In a piezoelectric resonator 101, a piezoelectric plate 103 made of PZT stands upright on a sapphire substrate 102. Excitation electrodes 104 and 105 are disposed on opposing surfaces of the piezoelectric plate 103. The piezoelectric plate 103 is polarized in the direction in which the excitation electrodes 104 and 105 are opposite to each other, that is, in the thickness direction. Therefore, resonance characteristics taking advantage of thickness longitudinal vibration can be attained by applying an alternating-current electric field from the excitation electrodes 104 and 105. As for the above-described piezoelectric resonator 101, the frequency can be increased by decreasing the thickness of the piezoelectric plate 103.
In the production of the piezoelectric resonator 101, a sapphire substrate 102 is prepared, and a film of PZT piezoelectric ceramic is formed on the top surface 102a of the sapphire substrate 102 to reach a height equal to the height of the top surface 103a of the piezoelectric plate 103. Subsequently, the resulting piezoelectric film is processed by etching or the like to form the piezoelectric plate 103 having a thickness of about 2 μm or less. After the piezoelectric plate 103 is formed, the excitation electrodes 104 and 105 are formed on both surfaces of the piezoelectric plate 103. In this manner, the piezoelectric plate 103 having a reduced thickness can be disposed upright on the sapphire substrate 102. It is believed that a piezoelectric resonator usable in a GHz band can be provided since the piezoelectric plate 103 has the reduced thickness.

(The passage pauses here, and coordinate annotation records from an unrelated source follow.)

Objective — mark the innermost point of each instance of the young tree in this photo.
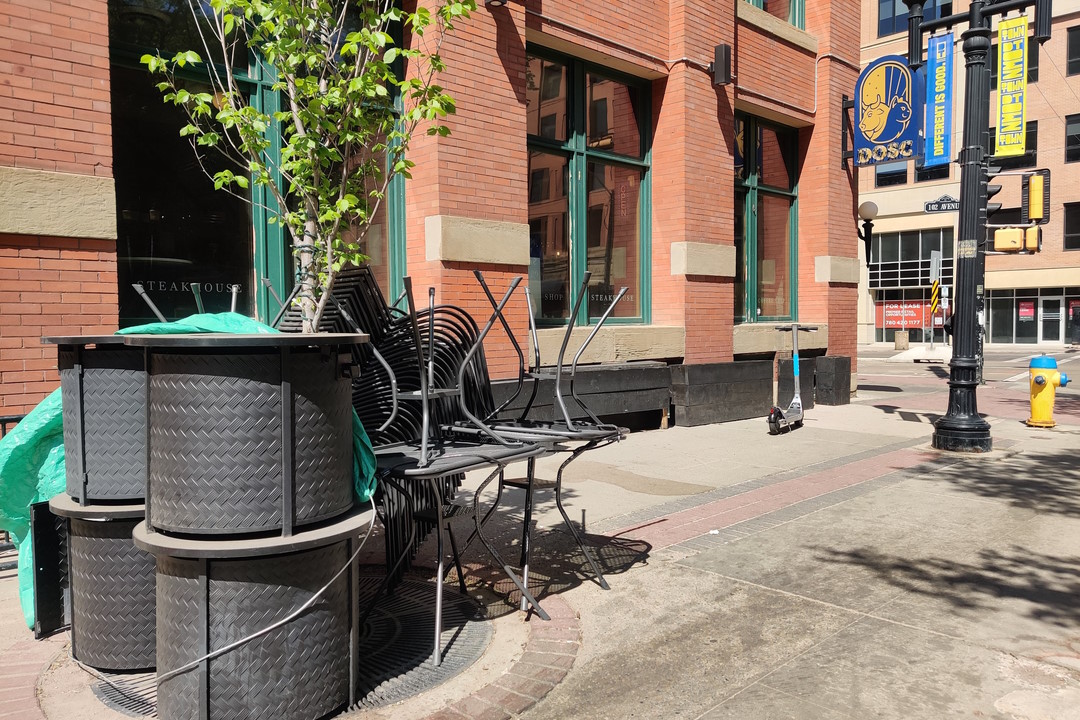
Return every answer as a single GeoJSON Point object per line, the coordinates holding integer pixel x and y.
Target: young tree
{"type": "Point", "coordinates": [352, 98]}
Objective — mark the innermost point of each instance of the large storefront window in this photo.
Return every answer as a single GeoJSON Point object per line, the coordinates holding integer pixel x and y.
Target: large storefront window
{"type": "Point", "coordinates": [766, 220]}
{"type": "Point", "coordinates": [1035, 315]}
{"type": "Point", "coordinates": [174, 229]}
{"type": "Point", "coordinates": [901, 274]}
{"type": "Point", "coordinates": [588, 189]}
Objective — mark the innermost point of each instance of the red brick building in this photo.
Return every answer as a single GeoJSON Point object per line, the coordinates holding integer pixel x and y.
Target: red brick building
{"type": "Point", "coordinates": [589, 137]}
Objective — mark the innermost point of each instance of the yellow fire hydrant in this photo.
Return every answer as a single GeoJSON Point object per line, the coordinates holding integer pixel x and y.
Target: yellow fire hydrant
{"type": "Point", "coordinates": [1044, 379]}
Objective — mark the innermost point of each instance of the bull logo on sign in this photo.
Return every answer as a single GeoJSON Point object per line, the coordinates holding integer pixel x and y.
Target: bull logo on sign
{"type": "Point", "coordinates": [888, 111]}
{"type": "Point", "coordinates": [886, 99]}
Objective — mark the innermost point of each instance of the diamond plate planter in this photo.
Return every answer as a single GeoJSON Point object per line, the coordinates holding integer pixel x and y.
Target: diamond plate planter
{"type": "Point", "coordinates": [213, 593]}
{"type": "Point", "coordinates": [103, 386]}
{"type": "Point", "coordinates": [111, 586]}
{"type": "Point", "coordinates": [247, 434]}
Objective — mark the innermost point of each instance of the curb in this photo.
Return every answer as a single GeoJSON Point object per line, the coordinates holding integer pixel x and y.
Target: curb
{"type": "Point", "coordinates": [549, 655]}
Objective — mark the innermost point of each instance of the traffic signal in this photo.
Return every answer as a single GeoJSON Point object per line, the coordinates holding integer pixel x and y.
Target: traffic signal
{"type": "Point", "coordinates": [1035, 198]}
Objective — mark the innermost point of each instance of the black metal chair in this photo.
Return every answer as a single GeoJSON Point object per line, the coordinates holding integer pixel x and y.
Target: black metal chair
{"type": "Point", "coordinates": [567, 434]}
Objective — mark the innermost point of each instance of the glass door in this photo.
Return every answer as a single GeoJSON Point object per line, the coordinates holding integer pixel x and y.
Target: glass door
{"type": "Point", "coordinates": [1051, 320]}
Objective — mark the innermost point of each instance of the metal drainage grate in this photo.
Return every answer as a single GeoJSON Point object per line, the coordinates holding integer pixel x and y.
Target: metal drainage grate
{"type": "Point", "coordinates": [135, 694]}
{"type": "Point", "coordinates": [395, 649]}
{"type": "Point", "coordinates": [396, 641]}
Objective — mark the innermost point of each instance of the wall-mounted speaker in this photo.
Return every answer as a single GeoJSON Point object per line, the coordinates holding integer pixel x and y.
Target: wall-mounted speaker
{"type": "Point", "coordinates": [721, 65]}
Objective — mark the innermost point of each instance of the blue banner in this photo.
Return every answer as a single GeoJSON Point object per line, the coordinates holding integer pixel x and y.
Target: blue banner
{"type": "Point", "coordinates": [888, 111]}
{"type": "Point", "coordinates": [939, 145]}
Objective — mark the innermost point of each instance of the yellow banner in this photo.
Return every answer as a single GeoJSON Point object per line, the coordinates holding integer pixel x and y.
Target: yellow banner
{"type": "Point", "coordinates": [1012, 86]}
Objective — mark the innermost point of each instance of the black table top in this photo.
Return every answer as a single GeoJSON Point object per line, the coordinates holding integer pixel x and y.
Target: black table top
{"type": "Point", "coordinates": [252, 340]}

However, the thin piezoelectric plate 103 in the piezoelectric resonator 101 described in Japanese Unexamined Patent Application Publication No. 2001-44794, is composed of the PZT piezoelectric ceramic. Since the PZT piezoelectric ceramic contains three elements, Pb, Ti and Zr, as metal atoms, there is a problem in that the composition is hard to stabilize. That is, variation in performance tends to occur since the composition of the piezoelectric plate 103 is not stabilized.
In addition, the piezoelectric plate 103 is made of the piezoelectric ceramic and, therefore, as described above, a treatment step of polarizing the piezoelectric plate 103 in the thickness direction must be performed while the piezoelectric plate 103 stands upright. Consequently, the production process is complicated.